During the process of forming an LLC company, you’ll find certain information is required from you by the state. Each state
has its specific requirements,
and there may be differences between states concerning the level of fees or type of documents required.
Knowing the basics that are needed in most states could save you a great deal of time and money
later when you submit your documents.
The the basic LLC requirements:
- The name of the company. LLC formation documents require you to list the chosen name of your
company. You can choose the name of your business yourself, but it is necessary to check for the availability of the name first,
as trying to form a company with the same name as an already established business could be prohibited (and the company itself
could take legal action against you). The name you eventually choose will usually end with the suffix “LLC” or “Limited Liability
Company”. The state is responsible
for finalizing your chosen name after thoroughly checking for any deceptive similarity with some existing LLC.

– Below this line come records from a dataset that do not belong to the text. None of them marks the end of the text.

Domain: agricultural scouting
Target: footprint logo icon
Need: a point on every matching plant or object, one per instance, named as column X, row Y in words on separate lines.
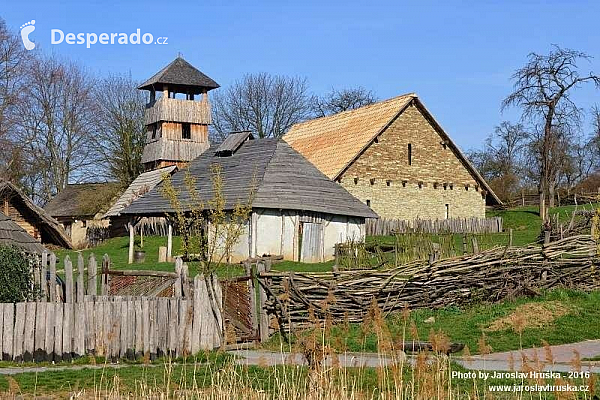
column 26, row 29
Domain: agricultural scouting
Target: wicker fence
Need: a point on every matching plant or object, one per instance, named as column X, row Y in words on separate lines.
column 385, row 226
column 491, row 275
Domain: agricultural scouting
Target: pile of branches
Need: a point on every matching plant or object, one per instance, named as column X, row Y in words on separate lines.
column 490, row 276
column 580, row 223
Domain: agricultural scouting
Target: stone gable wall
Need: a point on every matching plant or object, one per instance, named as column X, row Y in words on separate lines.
column 435, row 177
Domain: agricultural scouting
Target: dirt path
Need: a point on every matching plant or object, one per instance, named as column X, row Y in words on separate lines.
column 561, row 358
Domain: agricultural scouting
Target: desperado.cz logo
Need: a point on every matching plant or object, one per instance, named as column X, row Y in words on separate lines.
column 57, row 36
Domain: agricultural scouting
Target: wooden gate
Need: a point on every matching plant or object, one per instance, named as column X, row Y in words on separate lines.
column 239, row 310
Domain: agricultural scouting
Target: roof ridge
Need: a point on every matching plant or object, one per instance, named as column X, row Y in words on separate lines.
column 377, row 103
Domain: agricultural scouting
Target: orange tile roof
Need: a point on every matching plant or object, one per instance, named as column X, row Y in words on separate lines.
column 332, row 142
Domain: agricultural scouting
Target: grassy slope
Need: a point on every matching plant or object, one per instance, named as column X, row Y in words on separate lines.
column 524, row 221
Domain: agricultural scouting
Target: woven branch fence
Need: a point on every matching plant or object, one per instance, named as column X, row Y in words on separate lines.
column 386, row 226
column 491, row 275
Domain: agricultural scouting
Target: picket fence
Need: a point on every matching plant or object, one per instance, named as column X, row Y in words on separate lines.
column 112, row 326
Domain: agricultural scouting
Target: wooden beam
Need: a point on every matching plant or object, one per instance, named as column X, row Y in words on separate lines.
column 131, row 242
column 170, row 242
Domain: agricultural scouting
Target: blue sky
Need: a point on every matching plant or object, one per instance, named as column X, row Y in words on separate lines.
column 457, row 56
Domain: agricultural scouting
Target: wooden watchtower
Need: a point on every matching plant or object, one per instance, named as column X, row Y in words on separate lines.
column 177, row 115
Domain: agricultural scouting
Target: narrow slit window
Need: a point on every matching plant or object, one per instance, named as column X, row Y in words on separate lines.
column 186, row 131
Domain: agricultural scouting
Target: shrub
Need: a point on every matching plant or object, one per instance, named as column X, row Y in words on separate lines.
column 16, row 282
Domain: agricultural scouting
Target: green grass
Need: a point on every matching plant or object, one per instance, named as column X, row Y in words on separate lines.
column 467, row 325
column 152, row 380
column 525, row 221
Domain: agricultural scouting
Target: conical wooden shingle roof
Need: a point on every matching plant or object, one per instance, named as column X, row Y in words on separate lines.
column 179, row 74
column 12, row 234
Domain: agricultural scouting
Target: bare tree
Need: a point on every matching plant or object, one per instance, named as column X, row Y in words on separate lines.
column 502, row 160
column 595, row 138
column 55, row 126
column 542, row 89
column 119, row 127
column 337, row 101
column 265, row 104
column 13, row 74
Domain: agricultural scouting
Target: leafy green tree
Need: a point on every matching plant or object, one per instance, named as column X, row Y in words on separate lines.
column 16, row 283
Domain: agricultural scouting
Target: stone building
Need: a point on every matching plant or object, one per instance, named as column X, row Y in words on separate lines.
column 396, row 158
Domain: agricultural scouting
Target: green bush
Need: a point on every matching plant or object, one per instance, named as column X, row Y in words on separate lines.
column 16, row 282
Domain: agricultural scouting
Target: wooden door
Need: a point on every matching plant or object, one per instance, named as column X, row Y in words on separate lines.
column 312, row 242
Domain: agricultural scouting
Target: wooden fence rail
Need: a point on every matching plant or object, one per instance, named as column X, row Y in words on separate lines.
column 112, row 326
column 385, row 226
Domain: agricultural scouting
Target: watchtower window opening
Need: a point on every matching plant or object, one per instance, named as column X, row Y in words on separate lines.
column 186, row 131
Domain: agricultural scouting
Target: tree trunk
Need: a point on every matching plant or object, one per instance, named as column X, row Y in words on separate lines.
column 551, row 195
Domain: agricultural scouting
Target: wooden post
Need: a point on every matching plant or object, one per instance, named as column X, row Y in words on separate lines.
column 80, row 285
column 39, row 327
column 252, row 290
column 92, row 272
column 170, row 242
column 67, row 347
column 206, row 318
column 219, row 331
column 196, row 320
column 177, row 292
column 28, row 339
column 185, row 281
column 8, row 325
column 49, row 334
column 131, row 242
column 263, row 317
column 162, row 254
column 475, row 246
column 52, row 280
column 68, row 280
column 105, row 279
column 58, row 330
column 19, row 331
column 43, row 282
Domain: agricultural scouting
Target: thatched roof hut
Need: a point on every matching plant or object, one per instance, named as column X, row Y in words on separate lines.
column 33, row 219
column 12, row 234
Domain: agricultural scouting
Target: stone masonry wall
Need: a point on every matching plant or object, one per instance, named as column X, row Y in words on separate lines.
column 434, row 178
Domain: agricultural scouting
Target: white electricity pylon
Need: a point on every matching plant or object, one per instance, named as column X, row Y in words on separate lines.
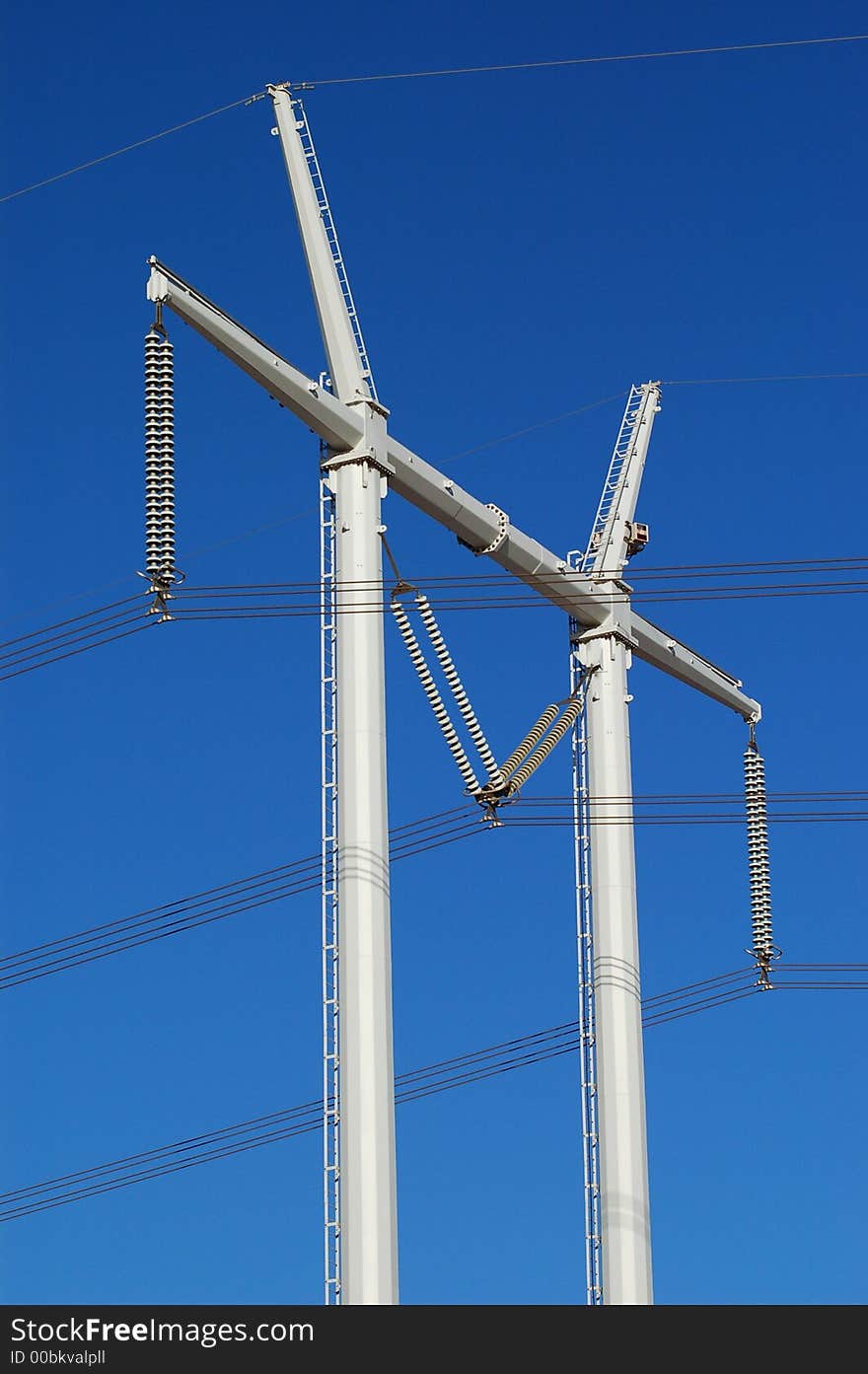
column 361, row 462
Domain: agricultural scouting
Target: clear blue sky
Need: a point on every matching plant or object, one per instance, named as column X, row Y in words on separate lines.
column 518, row 245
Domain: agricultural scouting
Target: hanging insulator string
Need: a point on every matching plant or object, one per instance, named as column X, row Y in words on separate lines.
column 161, row 569
column 469, row 716
column 532, row 738
column 441, row 715
column 570, row 713
column 762, row 948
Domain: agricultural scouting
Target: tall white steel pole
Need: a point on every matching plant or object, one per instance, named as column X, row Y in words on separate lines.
column 368, row 1188
column 621, row 1090
column 367, row 1181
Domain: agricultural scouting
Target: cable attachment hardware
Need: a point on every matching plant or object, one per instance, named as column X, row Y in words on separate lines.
column 161, row 569
column 503, row 530
column 763, row 950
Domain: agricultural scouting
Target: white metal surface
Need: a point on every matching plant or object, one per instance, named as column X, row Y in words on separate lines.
column 368, row 1189
column 608, row 545
column 367, row 1185
column 347, row 359
column 625, row 1227
column 584, row 937
column 329, row 909
column 341, row 426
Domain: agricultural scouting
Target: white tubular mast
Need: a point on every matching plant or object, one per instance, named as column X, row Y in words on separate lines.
column 361, row 461
column 625, row 1230
column 474, row 523
column 366, row 1111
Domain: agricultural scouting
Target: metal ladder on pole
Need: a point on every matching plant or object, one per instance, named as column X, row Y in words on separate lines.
column 623, row 446
column 584, row 934
column 331, row 977
column 331, row 234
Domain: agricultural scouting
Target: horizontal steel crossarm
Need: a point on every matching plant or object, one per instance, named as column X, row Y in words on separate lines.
column 342, row 427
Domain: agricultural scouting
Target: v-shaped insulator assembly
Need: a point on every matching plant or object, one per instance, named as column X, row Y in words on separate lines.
column 504, row 780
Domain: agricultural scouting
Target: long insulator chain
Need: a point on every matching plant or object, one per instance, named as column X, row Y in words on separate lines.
column 759, row 860
column 469, row 716
column 160, row 466
column 434, row 698
column 570, row 713
column 532, row 738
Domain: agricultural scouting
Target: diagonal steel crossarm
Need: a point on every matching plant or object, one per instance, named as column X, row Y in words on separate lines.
column 483, row 528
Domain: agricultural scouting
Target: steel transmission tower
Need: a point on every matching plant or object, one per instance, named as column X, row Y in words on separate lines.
column 360, row 462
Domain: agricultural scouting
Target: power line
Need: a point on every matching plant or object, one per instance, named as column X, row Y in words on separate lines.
column 580, row 62
column 303, row 876
column 443, row 72
column 72, row 653
column 265, row 1129
column 129, row 147
column 443, row 1076
column 790, row 377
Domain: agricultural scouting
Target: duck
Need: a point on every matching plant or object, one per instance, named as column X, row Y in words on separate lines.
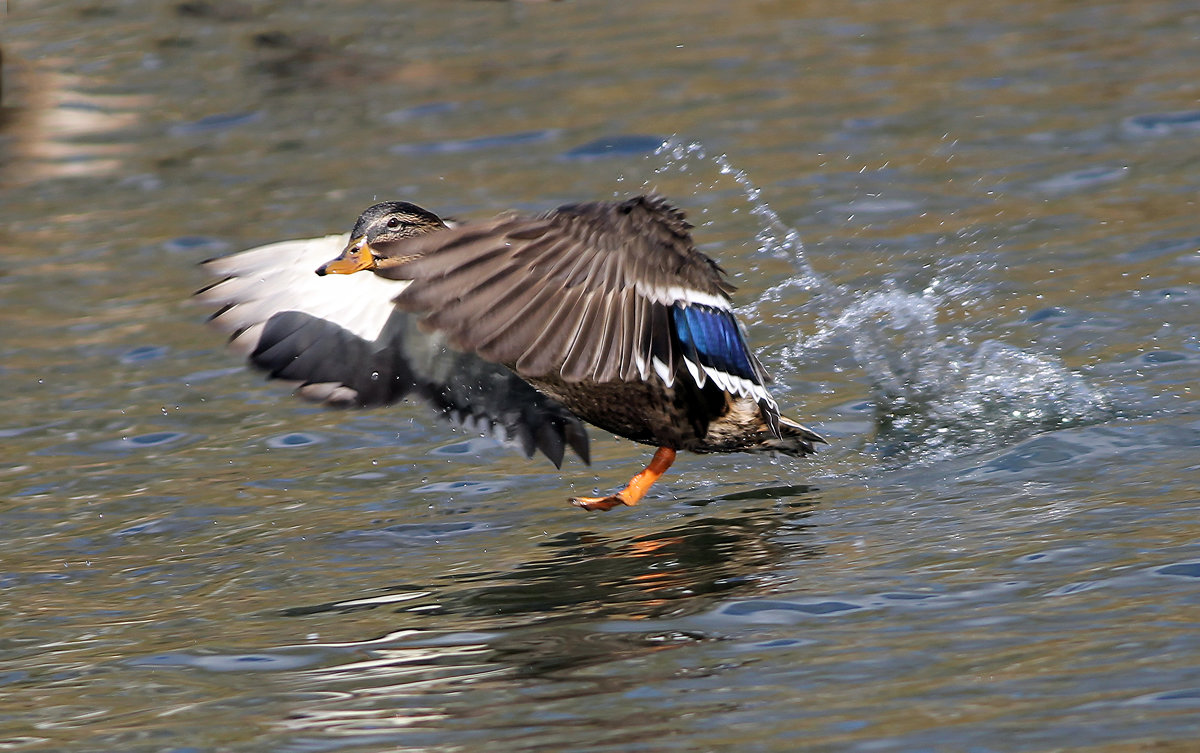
column 525, row 325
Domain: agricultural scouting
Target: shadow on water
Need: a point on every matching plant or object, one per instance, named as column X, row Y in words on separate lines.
column 587, row 574
column 481, row 651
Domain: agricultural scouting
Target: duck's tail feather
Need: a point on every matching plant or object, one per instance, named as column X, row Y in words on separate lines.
column 796, row 439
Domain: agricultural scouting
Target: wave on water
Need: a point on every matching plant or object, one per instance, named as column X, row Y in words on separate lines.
column 934, row 393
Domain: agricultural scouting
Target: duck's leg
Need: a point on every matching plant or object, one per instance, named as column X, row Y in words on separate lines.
column 637, row 486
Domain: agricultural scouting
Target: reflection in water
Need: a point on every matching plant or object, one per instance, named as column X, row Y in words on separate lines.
column 57, row 127
column 547, row 628
column 635, row 578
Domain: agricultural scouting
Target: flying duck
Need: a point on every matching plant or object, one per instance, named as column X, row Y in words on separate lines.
column 523, row 325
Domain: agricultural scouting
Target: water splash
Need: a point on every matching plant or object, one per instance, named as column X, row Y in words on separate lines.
column 934, row 393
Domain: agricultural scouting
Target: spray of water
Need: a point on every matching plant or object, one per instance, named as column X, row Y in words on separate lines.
column 934, row 393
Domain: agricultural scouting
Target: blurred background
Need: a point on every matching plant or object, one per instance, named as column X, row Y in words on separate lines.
column 965, row 240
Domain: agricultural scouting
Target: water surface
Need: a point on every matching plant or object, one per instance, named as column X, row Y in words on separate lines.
column 966, row 245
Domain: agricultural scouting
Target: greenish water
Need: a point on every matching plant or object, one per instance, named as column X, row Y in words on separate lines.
column 966, row 246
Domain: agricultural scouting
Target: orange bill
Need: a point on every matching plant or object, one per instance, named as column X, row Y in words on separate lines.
column 357, row 257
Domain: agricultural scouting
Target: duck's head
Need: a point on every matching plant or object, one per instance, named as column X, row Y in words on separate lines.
column 377, row 239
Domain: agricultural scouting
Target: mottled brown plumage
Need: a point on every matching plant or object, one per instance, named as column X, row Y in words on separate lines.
column 606, row 307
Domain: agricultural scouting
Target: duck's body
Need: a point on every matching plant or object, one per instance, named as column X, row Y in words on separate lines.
column 607, row 308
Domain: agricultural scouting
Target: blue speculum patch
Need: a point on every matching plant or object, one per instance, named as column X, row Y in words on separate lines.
column 715, row 338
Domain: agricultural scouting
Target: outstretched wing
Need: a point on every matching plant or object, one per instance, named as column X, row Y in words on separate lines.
column 603, row 291
column 341, row 341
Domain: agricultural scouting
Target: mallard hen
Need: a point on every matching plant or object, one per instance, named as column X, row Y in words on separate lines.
column 527, row 323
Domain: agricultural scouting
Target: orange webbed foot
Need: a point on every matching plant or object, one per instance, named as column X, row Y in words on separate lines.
column 637, row 486
column 603, row 504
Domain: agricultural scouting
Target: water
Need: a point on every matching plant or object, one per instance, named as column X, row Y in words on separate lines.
column 966, row 248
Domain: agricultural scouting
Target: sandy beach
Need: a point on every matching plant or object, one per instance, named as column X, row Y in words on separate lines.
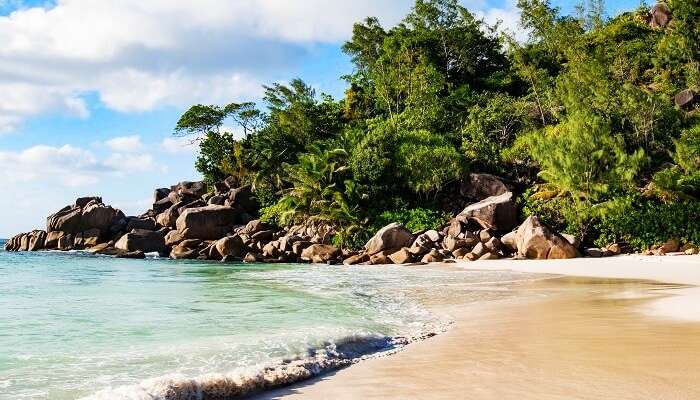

- The purpose of your business. It’s necessary with most of the U.S. states to mention the
exact purpose of your business. Basically there are two types of businesses that the state wants you to include in the document
of formation - general and specific. The general-purpose business is one where the owner does not mention what the exact business
is, but confirms that the business is not operating outside the law. However, some states require more detail about the activities
of the company and its purpose – and this is called specific
business purpose. Here, an elaborate description of the types of products or service provided need mentioning.
- The details of a Registered Agent. During the formation of a business, having a Registered
Agent is mandatory for all corporations and LLCs. He or she is the one who deals with all the legal and tax documents – and
he or she must have a physical address in the state in which you’re hoping to form your company – and it’s also expected that
he or she should be available during normal working hours. He or she receives the documents ranging from notice of litigation,
mail from the state, and tax related documents, from the state’s tax department. The physical address of the registered agent
is a matter of public record. Even for smaller businesses, their
important documents require professional handling. This also saves them from disclosing their own address to marketing companies.
- The Organizer. He or she is the link between the state and your business (LLC). He
or she handles matters concerning the preparation and filing of the articles of
organization with the state. His or her name, address and signature are very important inclusions on the documents.
- The structure of management. Members or managers manage the LLCs. It is compulsory
to mention in the articles of organization which group will handle the management of the company. When the owners
themselves are responsible for the management of the LLC, it sounds more like a general partnership. However, when
managers handle it, the LLC resembles a corporation. Here the managers are not involved in day-to-day activities
of the company but are responsible for the final
and major decisions – and their names and addresses must be included in the final document of formation.
- The members or managers. If the members manage the LLC, it’s necessary that their
addresses are included in the document of formation. Similarly managers’ names and addresses also need to be included.
- The principal address of the company. In some of the states it’s mandatory to
include the legal or principal address of the business.